Hi, this is your Linux kernel regression tracker.

On 08.11.22 11:55, Alexandru Elisei wrote:

> Commit d3549a938b73 ("efi/arm64: libstub: avoid SetVirtualAddressMap() when
> possible") exposed a firmware error on an Ampere Altra machine that was
> causing the machine to panic. Then commit 23715a26c8d8 ("arm64: efi:
> Recover from synchronous exceptions occurring in firmware") made the EFI
> exception non-fatal, and disabled runtime services when the exception
> happens. The interaction between those two patches are being discussed in a
> separate thread [1], but that should be orthogonal to this.
>
> Now efi.get_time() fails and each time an error message is printed to
> dmesg, which happens several times a second and clutters dmesg
> unnecessarily, to the point it becomes unusable.
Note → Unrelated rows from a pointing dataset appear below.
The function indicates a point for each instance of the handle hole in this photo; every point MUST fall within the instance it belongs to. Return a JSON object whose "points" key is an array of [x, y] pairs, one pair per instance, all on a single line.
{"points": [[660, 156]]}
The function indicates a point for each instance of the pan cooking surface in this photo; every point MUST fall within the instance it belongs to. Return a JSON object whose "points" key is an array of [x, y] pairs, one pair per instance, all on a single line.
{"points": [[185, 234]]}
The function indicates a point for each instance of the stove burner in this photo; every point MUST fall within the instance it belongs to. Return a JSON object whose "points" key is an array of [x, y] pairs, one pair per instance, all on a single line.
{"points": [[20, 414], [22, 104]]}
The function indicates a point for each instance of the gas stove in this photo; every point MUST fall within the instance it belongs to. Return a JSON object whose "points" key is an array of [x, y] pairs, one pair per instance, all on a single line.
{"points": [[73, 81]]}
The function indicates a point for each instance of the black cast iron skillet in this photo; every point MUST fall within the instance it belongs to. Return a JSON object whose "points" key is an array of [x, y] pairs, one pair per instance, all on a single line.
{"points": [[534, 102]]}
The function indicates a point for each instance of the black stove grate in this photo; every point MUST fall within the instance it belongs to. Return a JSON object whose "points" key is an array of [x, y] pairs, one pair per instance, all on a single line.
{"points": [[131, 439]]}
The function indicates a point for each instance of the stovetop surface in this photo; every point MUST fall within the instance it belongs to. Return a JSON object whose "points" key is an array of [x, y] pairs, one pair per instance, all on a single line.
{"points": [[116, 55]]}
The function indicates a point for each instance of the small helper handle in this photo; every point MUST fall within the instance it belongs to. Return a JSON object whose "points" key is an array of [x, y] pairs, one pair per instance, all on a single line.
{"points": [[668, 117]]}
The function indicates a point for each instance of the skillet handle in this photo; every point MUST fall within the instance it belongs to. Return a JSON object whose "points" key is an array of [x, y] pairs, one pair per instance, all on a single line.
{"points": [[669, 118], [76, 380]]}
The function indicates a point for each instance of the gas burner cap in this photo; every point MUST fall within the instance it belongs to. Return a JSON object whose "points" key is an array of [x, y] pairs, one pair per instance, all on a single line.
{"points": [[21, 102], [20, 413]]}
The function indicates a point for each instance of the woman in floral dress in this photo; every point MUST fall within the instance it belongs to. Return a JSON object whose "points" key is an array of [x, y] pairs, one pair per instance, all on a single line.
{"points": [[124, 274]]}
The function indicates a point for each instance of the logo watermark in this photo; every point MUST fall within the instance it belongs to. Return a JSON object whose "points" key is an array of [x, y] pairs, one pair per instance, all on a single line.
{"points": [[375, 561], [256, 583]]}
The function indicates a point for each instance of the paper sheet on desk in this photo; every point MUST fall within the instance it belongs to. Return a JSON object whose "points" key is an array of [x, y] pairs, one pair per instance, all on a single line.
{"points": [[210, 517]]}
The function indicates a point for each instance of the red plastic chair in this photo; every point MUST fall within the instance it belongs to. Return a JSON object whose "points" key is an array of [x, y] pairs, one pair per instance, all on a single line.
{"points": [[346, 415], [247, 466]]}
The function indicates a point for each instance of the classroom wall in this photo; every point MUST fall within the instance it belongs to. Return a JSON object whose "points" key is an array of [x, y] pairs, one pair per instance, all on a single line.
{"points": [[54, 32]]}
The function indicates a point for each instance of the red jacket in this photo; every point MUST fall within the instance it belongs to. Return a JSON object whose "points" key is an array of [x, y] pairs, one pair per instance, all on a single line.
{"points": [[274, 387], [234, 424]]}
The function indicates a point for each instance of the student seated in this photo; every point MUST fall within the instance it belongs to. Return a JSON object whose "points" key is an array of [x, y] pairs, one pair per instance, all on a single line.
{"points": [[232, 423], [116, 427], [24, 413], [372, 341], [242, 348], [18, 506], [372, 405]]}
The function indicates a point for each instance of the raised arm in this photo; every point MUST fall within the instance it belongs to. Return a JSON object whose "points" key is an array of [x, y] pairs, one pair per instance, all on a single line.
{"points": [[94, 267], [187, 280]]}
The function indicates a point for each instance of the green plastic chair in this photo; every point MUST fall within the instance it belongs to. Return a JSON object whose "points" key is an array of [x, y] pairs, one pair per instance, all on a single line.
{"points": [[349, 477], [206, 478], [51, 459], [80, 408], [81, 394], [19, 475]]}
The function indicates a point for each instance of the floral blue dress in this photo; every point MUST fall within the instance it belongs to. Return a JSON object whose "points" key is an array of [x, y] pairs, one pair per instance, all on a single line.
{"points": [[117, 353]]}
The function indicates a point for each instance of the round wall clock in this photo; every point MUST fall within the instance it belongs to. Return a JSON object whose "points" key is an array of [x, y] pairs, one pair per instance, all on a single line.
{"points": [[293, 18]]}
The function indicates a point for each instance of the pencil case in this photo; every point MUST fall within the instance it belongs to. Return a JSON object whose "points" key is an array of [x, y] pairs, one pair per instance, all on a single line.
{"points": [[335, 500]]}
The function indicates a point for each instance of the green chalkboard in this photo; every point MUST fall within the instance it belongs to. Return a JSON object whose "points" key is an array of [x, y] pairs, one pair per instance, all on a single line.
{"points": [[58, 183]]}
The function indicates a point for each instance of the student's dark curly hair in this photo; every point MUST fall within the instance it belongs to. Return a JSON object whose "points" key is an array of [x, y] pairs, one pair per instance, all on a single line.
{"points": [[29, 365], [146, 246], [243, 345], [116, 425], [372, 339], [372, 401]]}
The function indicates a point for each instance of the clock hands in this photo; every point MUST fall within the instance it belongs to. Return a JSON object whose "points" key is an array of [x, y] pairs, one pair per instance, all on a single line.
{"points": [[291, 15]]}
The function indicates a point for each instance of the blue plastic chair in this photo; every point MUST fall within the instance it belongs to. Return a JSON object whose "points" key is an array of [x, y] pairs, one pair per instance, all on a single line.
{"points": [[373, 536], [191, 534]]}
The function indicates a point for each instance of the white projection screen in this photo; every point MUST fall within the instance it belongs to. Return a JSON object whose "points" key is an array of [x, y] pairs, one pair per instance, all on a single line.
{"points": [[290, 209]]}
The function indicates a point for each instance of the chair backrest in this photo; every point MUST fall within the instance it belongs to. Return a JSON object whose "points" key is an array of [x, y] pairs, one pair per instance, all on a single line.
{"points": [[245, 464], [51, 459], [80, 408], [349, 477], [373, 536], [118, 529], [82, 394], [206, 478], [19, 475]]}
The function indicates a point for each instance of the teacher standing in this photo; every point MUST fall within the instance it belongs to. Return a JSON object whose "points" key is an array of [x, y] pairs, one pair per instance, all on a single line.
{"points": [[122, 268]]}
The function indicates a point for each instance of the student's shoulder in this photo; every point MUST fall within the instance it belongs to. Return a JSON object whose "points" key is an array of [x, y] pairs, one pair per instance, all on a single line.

Thanks for the report. To be sure below issue doesn't fall through the
cracks unnoticed, I'm adding it to regzbot, my Linux kernel regression
tracking bot:

#regzbot ^introduced 23715a26c8d8
#regzbot title arm64: efi: efi.get_time() fails and clutters dmesg
#regzbot ignore-activity

This isn't a regression? This issue or a fix for it are already
discussed somewhere else? It was fixed already? You want to clarify when
the regression started to happen? Or point out I got the title or
something else totally wrong? Then just reply -- ideally with also
telling regzbot about it, as explained here:
https://linux-regtracking.leemhuis.info/tracked-regression/

Reminder for developers: When fixing the issue, add 'Link:' tags
pointing to the report (the mail this one replies to), as explained for
in the Linux kernel's documentation; above webpage explains why this is
important for tracked regressions.

Ciao, Thorsten (wearing his 'the Linux kernel's regression tracker' hat)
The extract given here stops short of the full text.